To economically manage the disease while protecting the environment, growers need methods to help them decide when fungicides should be used. So ARS plant pathologist Walter F. Mahaffee of the Horticultural Crops Research Unit, Corvallis, Ore., and Carla Thomas of the University of California, Davis, developed the model.

The hops model is a modification of the Gubler/Thomas grape powdery mildew risk infection model that is used in all grape-growing regions of the world. Mahaffee's team demonstrated that brief exposure to high temperatures inhibited disease development. They then used this information to develop model rules to more accurately predict the risk of infection.

In conjunction with FoxWeather, Mahaffee's team further developed the model to predict the infection risk five days into the future.

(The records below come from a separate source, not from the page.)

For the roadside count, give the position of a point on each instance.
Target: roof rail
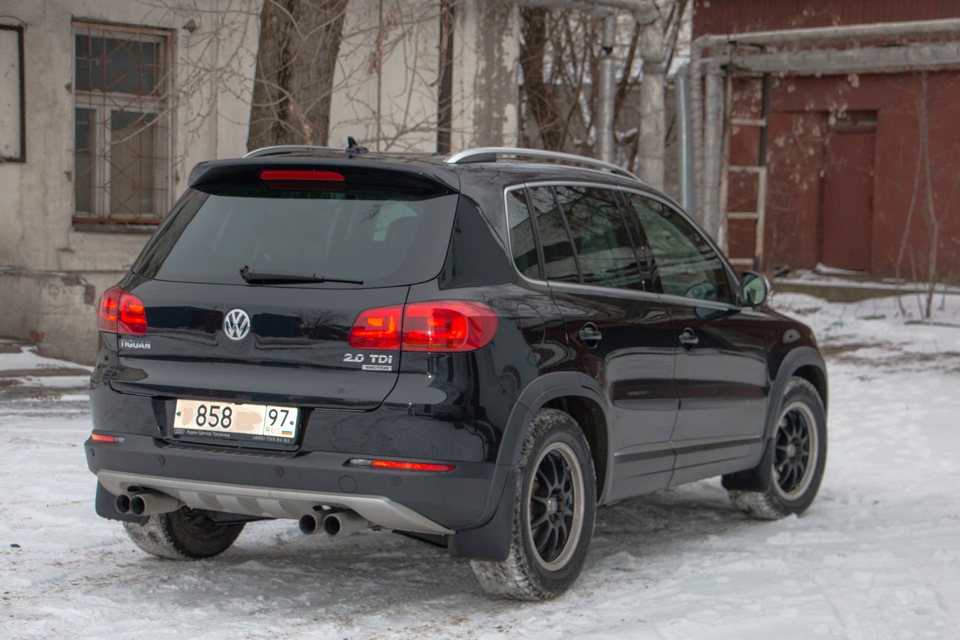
(287, 148)
(490, 154)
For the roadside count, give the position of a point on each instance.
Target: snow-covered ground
(876, 557)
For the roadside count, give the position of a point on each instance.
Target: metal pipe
(607, 83)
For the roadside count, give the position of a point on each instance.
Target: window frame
(102, 106)
(637, 240)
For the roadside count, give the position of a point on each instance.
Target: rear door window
(365, 235)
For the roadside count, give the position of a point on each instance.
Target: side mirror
(755, 288)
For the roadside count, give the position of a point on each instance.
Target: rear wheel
(554, 513)
(186, 534)
(797, 460)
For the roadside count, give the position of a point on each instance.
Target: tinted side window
(603, 247)
(521, 234)
(560, 263)
(686, 264)
(377, 237)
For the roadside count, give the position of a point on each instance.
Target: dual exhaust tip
(147, 503)
(333, 523)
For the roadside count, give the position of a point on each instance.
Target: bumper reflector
(400, 465)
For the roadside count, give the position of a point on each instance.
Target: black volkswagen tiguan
(477, 350)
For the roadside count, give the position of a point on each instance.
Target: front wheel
(186, 534)
(554, 513)
(797, 459)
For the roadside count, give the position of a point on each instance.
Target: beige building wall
(53, 271)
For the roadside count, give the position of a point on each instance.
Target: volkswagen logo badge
(236, 324)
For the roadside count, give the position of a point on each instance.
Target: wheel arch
(802, 362)
(574, 393)
(806, 363)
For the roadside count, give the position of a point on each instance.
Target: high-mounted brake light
(377, 328)
(287, 175)
(437, 326)
(99, 437)
(121, 312)
(400, 465)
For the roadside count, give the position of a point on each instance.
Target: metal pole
(607, 91)
(712, 151)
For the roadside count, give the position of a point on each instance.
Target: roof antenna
(353, 149)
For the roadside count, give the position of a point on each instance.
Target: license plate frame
(255, 423)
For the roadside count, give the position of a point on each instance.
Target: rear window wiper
(265, 277)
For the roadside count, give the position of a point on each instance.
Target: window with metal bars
(122, 131)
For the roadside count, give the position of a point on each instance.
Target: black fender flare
(758, 478)
(491, 541)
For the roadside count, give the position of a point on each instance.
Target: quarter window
(122, 133)
(559, 260)
(604, 251)
(686, 264)
(521, 234)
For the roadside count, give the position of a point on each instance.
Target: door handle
(688, 338)
(590, 335)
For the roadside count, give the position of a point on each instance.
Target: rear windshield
(370, 237)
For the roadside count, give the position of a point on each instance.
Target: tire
(187, 534)
(797, 459)
(553, 515)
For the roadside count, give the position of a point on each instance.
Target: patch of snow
(876, 557)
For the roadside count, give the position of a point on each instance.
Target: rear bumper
(271, 503)
(283, 486)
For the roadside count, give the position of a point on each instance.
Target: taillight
(121, 312)
(456, 325)
(377, 329)
(438, 326)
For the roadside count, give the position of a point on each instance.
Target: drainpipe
(707, 173)
(684, 139)
(646, 14)
(607, 86)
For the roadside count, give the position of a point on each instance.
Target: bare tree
(296, 62)
(935, 212)
(559, 58)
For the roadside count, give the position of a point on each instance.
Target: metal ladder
(758, 214)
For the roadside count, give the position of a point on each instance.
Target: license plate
(266, 423)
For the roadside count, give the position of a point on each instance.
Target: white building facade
(106, 105)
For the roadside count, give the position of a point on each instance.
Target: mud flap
(756, 479)
(492, 540)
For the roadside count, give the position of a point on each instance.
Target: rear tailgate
(252, 285)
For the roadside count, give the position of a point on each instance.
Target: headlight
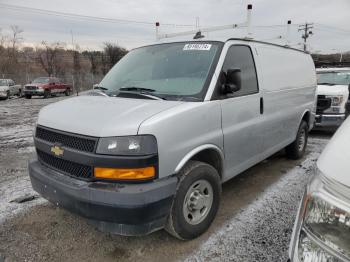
(336, 100)
(325, 231)
(127, 145)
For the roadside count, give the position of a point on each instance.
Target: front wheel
(196, 201)
(296, 149)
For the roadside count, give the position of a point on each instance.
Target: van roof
(331, 69)
(223, 40)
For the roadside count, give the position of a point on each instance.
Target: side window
(241, 57)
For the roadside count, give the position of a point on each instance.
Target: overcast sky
(331, 18)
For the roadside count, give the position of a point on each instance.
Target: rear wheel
(67, 92)
(196, 201)
(296, 149)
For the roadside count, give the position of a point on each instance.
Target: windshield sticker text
(201, 47)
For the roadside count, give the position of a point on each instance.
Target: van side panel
(288, 83)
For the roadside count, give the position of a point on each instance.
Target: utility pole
(307, 33)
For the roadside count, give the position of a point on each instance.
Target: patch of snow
(10, 190)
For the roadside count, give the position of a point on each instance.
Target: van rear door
(240, 114)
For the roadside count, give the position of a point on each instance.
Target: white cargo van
(332, 97)
(173, 122)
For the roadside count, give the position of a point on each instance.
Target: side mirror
(233, 81)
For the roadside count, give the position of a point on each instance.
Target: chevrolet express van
(322, 227)
(332, 97)
(170, 123)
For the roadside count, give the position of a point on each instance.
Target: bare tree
(94, 59)
(113, 53)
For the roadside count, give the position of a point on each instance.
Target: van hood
(101, 116)
(332, 90)
(334, 160)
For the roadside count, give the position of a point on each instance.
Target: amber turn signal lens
(125, 173)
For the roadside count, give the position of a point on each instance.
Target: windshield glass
(334, 78)
(41, 80)
(173, 71)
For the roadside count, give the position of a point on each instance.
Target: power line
(83, 17)
(332, 28)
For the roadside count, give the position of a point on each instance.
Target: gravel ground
(254, 222)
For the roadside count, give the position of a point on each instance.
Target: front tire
(297, 149)
(196, 201)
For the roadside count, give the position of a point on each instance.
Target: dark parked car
(46, 86)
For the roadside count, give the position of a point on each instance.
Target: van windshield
(333, 78)
(174, 71)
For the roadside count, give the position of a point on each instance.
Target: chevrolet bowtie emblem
(57, 151)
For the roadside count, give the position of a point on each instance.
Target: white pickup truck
(9, 88)
(332, 97)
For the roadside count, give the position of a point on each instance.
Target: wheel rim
(302, 139)
(198, 202)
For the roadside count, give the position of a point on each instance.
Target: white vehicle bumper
(329, 120)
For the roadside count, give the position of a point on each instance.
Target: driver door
(241, 113)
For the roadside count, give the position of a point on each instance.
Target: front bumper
(329, 120)
(126, 209)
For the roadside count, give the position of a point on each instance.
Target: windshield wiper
(135, 88)
(328, 84)
(100, 88)
(142, 91)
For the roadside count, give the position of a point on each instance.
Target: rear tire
(296, 149)
(196, 201)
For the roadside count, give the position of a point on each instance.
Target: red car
(46, 86)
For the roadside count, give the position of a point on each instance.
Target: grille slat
(86, 144)
(65, 166)
(323, 104)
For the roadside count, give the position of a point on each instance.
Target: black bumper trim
(118, 208)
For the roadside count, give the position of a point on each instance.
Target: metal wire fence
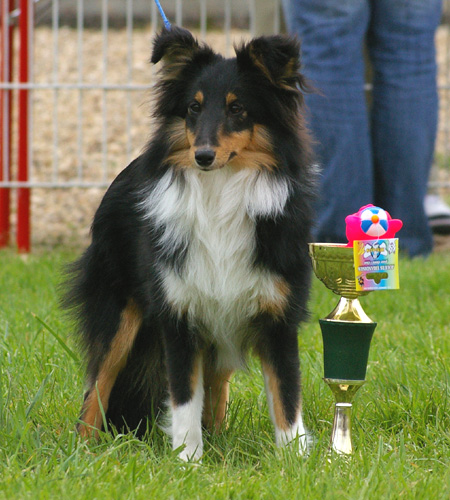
(75, 87)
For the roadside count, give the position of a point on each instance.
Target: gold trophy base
(344, 392)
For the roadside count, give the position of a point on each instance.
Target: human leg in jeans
(405, 111)
(332, 34)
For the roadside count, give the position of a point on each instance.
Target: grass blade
(61, 342)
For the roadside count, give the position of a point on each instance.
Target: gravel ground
(61, 217)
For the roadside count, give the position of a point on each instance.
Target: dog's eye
(236, 108)
(194, 108)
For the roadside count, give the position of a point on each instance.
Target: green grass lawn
(401, 424)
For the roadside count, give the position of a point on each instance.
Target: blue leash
(167, 24)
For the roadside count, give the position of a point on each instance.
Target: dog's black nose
(204, 157)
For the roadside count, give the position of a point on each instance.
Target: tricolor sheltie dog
(199, 248)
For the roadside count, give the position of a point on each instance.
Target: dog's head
(219, 111)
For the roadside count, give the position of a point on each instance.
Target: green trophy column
(346, 348)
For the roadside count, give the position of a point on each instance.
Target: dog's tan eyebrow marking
(230, 98)
(199, 97)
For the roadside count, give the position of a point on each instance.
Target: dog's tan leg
(216, 397)
(113, 363)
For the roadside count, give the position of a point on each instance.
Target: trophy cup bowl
(347, 332)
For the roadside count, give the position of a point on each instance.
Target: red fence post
(23, 193)
(6, 72)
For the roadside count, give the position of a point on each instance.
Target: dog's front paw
(190, 445)
(191, 452)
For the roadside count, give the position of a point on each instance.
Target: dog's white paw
(294, 436)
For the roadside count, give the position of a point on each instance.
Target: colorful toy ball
(374, 221)
(370, 223)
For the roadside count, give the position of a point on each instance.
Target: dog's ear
(277, 58)
(176, 48)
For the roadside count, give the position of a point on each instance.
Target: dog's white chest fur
(212, 215)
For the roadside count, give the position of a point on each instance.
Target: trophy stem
(341, 434)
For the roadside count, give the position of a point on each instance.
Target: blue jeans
(382, 153)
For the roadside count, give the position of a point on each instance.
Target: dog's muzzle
(205, 157)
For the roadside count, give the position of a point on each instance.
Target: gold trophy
(347, 332)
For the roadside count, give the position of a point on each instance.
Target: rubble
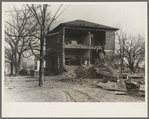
(86, 71)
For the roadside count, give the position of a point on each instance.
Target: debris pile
(132, 87)
(105, 73)
(85, 71)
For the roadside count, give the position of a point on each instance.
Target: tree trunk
(11, 65)
(17, 67)
(41, 72)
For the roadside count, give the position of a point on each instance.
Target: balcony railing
(80, 46)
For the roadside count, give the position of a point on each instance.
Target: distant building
(77, 42)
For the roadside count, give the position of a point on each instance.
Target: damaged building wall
(110, 40)
(54, 58)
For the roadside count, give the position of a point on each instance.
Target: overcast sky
(131, 15)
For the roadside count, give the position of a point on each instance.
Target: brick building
(77, 42)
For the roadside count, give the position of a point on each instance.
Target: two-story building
(77, 42)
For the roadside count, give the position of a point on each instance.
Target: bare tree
(9, 58)
(18, 32)
(131, 49)
(43, 17)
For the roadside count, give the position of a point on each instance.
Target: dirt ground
(55, 89)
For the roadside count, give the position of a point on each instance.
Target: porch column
(63, 48)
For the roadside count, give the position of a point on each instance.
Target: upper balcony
(80, 46)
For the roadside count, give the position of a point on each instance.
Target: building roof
(84, 24)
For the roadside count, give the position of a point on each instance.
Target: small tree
(18, 32)
(131, 49)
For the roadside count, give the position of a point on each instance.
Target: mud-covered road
(25, 89)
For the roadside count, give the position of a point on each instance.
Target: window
(58, 62)
(58, 39)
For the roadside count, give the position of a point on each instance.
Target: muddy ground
(55, 89)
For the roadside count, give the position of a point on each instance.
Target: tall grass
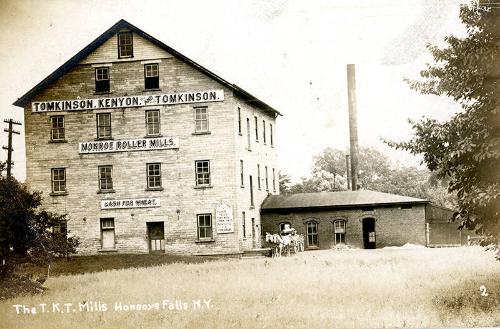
(324, 289)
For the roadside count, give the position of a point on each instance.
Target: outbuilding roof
(341, 199)
(123, 24)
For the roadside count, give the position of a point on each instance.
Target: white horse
(276, 243)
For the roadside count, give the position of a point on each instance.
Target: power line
(9, 148)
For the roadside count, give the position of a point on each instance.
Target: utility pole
(9, 148)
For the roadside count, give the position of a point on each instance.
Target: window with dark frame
(248, 134)
(339, 231)
(107, 233)
(102, 80)
(258, 176)
(152, 122)
(125, 45)
(251, 191)
(202, 168)
(60, 227)
(244, 221)
(151, 76)
(264, 131)
(312, 234)
(242, 180)
(204, 226)
(239, 121)
(271, 133)
(256, 129)
(154, 175)
(57, 132)
(58, 180)
(103, 125)
(274, 181)
(105, 178)
(201, 119)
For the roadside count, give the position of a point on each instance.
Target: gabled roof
(342, 199)
(123, 24)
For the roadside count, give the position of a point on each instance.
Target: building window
(204, 226)
(312, 234)
(371, 237)
(248, 134)
(258, 176)
(107, 233)
(102, 80)
(125, 45)
(264, 131)
(103, 125)
(256, 129)
(251, 191)
(239, 121)
(154, 175)
(242, 179)
(274, 181)
(267, 180)
(151, 76)
(58, 180)
(244, 221)
(201, 119)
(153, 122)
(57, 128)
(339, 231)
(105, 178)
(202, 172)
(271, 133)
(60, 228)
(284, 225)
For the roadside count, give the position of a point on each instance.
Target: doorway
(156, 237)
(369, 236)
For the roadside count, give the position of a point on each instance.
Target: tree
(465, 150)
(25, 229)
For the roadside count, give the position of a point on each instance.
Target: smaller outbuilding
(362, 219)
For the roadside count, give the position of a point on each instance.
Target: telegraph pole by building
(9, 148)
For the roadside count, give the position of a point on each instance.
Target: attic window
(125, 45)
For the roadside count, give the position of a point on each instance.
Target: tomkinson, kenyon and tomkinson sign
(139, 144)
(128, 101)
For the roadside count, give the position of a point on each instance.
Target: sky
(290, 54)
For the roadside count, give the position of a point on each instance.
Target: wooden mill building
(146, 150)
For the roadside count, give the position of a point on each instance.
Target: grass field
(323, 289)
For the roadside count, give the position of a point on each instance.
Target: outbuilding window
(151, 76)
(153, 122)
(58, 180)
(105, 178)
(154, 175)
(312, 234)
(103, 125)
(102, 80)
(125, 45)
(339, 231)
(202, 169)
(57, 132)
(204, 226)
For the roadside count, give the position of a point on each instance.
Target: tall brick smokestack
(353, 124)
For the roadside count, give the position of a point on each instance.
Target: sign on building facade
(224, 219)
(126, 145)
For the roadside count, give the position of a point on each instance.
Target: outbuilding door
(369, 236)
(156, 237)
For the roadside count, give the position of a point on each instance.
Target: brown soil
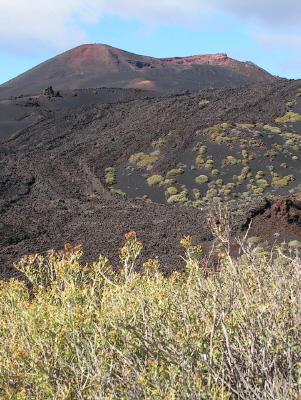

In 2002 and 2003, this forecast was 80 percent accurate for one day into the future and 60 percent accurate for five days into the future. Trials in grower fields and small plots in 2002 and 2003 showed that growers could reduce fungicide use by one to three applications and still have less disease.

Since powdery mildew affects a wide variety of crops, Mahaffee hopes to further modify the model so it can predict the infection risk of all powdery mildews, regardless of region.

ARS is the U.S. Department of Agriculture's chief scientific research agency.